Lawmakers at all levels of government have attempted to open the area for oil and natural gas development, a move critics argue will harm the fishing and tourism industries. Those opposed to offshore drilling point to the damage caused by the 2010 Deepwater Horizon spill, one of the deadliest that has occurred in recent years.
The 2010 British Petroleum (BP) Deepwater Horizon oil spill occurred due to a faulty concrete core of which a surge of natural gas was blasted against.

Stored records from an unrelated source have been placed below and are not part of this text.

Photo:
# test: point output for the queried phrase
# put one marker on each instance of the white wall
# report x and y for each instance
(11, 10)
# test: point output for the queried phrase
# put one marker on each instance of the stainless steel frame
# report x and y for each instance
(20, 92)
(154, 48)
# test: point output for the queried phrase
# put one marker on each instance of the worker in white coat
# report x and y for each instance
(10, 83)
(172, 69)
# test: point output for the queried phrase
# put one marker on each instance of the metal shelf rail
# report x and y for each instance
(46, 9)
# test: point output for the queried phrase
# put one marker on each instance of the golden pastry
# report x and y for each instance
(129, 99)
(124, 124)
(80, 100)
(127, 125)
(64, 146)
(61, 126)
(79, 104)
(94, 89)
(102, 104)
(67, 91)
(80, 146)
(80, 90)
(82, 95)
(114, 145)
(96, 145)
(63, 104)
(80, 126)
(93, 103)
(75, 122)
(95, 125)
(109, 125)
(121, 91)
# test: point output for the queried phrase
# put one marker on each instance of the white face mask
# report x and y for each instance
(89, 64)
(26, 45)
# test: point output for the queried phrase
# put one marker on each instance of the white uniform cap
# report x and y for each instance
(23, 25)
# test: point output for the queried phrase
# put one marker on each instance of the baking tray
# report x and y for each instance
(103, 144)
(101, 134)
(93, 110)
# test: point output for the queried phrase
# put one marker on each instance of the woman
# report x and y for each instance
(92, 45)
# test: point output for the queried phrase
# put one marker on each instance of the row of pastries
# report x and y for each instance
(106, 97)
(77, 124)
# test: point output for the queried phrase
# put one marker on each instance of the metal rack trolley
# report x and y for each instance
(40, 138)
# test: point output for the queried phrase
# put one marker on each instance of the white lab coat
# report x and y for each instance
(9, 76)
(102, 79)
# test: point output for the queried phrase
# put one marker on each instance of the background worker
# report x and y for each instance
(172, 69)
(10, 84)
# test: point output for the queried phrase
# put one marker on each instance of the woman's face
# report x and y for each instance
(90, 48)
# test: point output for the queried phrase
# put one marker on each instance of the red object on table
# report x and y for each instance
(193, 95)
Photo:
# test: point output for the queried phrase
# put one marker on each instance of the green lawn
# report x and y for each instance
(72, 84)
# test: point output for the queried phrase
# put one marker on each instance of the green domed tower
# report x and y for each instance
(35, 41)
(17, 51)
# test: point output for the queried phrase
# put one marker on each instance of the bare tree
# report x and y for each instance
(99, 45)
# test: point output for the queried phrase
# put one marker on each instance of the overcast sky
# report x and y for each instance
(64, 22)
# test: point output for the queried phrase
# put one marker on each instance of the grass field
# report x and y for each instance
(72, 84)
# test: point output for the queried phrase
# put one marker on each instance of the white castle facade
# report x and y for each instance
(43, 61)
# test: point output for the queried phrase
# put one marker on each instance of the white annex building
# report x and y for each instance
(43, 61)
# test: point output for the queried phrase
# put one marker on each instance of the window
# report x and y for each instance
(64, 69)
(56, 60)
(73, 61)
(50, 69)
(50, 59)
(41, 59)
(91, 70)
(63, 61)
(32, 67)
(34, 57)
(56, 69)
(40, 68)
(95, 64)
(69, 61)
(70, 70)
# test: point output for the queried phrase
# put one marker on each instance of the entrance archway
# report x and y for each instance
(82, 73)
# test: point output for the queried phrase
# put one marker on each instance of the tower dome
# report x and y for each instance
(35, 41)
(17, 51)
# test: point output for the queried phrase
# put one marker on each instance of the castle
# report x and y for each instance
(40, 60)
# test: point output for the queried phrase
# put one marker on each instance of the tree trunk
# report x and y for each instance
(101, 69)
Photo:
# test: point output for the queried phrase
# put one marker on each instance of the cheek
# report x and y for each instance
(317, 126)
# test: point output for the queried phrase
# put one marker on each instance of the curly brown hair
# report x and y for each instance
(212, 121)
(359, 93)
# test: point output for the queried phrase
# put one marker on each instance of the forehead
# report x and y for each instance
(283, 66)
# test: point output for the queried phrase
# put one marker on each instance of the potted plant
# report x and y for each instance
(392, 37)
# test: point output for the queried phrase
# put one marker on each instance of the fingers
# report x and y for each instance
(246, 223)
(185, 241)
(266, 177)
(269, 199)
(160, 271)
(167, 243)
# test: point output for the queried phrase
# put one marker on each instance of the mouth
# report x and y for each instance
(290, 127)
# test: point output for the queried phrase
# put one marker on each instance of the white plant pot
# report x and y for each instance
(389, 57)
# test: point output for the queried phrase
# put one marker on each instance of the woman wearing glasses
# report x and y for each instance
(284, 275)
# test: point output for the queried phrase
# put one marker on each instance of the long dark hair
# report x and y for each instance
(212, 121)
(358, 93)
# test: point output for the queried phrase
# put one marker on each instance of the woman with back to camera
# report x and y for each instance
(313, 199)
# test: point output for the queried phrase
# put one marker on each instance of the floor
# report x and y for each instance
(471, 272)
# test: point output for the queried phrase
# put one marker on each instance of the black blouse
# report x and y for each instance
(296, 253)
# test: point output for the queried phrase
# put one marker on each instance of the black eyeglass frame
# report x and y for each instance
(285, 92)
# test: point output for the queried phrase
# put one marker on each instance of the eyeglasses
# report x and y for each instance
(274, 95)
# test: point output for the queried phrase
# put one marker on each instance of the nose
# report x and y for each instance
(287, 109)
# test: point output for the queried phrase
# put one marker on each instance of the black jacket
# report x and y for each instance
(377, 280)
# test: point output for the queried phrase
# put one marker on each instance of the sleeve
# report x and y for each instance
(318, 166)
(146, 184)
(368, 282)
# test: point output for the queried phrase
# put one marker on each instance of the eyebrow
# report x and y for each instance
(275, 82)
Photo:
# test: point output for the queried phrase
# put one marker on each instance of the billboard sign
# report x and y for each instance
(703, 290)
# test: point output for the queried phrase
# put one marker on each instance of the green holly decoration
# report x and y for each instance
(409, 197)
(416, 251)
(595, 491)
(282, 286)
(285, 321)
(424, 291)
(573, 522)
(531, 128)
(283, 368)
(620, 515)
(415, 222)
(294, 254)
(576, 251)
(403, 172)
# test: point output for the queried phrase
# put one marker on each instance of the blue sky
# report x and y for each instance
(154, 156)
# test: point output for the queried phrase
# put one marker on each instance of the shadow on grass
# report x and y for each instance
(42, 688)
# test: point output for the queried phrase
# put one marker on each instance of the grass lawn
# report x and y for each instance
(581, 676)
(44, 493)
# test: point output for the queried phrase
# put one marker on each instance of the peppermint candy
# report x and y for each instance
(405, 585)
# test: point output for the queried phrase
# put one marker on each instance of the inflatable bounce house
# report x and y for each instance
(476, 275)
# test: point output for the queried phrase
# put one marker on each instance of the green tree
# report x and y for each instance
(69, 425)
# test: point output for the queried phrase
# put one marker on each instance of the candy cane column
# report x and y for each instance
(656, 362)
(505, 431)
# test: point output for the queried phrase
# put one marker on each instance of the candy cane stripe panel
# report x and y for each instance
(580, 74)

The surge resulted in an explosion, killing 11 around the area and creating a massive environmental impact on the surrounding area.
Ever since that 87-day long disaster, many Floridians on both sides of the aisle have been strongly opposed to any measure that attempts to open the coastline to offshore drilling.
“If you look at public opinion polling in Florida, it doesn’t matter how far from the coast this drilling is … people just don’t like it,” Politico Climate and Energy Reporter Zack Colman said. “You can ask Republican congressmen, ‘Are there any conditions in which you would support offshore drilling?’ And uniformly, lawmakers have told me, ‘No way, there’s no way I can support this.’”
Additionally, a Quinnipiac University poll of Florida voters released March 13, 2019 showed that 64% opposed the practice of offshore drilling.
Countless bills have been introduced recently in both chambers of Congress, including those of Republican Senator Marco Rubio and Naples Representative Francis Rooney, who disagree on how long offshore drilling should be banned, as the current moratorium lasts until 2022.
Rubio’s bill bans offshore drilling in the eastern Gulf of Mexico, but only through 2027. On the other hand, Rooney’s bill bans offshore drilling permanently, a move the Trump administration does not agree with.
Many Floridians on both sides of the aisle have been strongly opposed to any measure that attempts to open the coastline to offshore drilling.
The Trump administration supports Rubio’s bill, but plans on vetoing Rooney’s bill as a result of the administration being uncomfortable with a permanent ban on offshore drilling in the eastern Gulf of Mexico.
Rooney and others have also stated that besides the environmental effects, the military can also benefit from the ban on offshore drilling.
“A study the military did last year showed that the most intense testing going forward is just east of that line,” Rooney said. “There’s high-tech radio frequency work and some other kinds of classified work going on.”
Offshore drilling is permitted in the central and western portions of the Gulf of Mexico, off the Texas and Louisiana coasts, as lawmakers in those states oppose most restrictions on drilling.
Floridians, however, do not see eye-to-eye with the Trump administration on this issue.
In the November 2018 midterm elections, Florida voters overwhelmingly approved Amendment 9, banning drilling in state-controlled waters, which stretch 3 miles off the Atlantic Coast and 9 off the Gulf of Mexico coast, respectively.
Even Governor Ron DeSantis, a relatively strong Trump ally, signed an executive order in January to commit the Department of Environmental Protection to “adamantly oppose all offshore oil and gas activities off every coast in Florida and hydraulic fracturing in Florida.”
While the future for offshore drilling is relatively unknown, lawmakers and voters are surely integral to guiding it towards their intended path.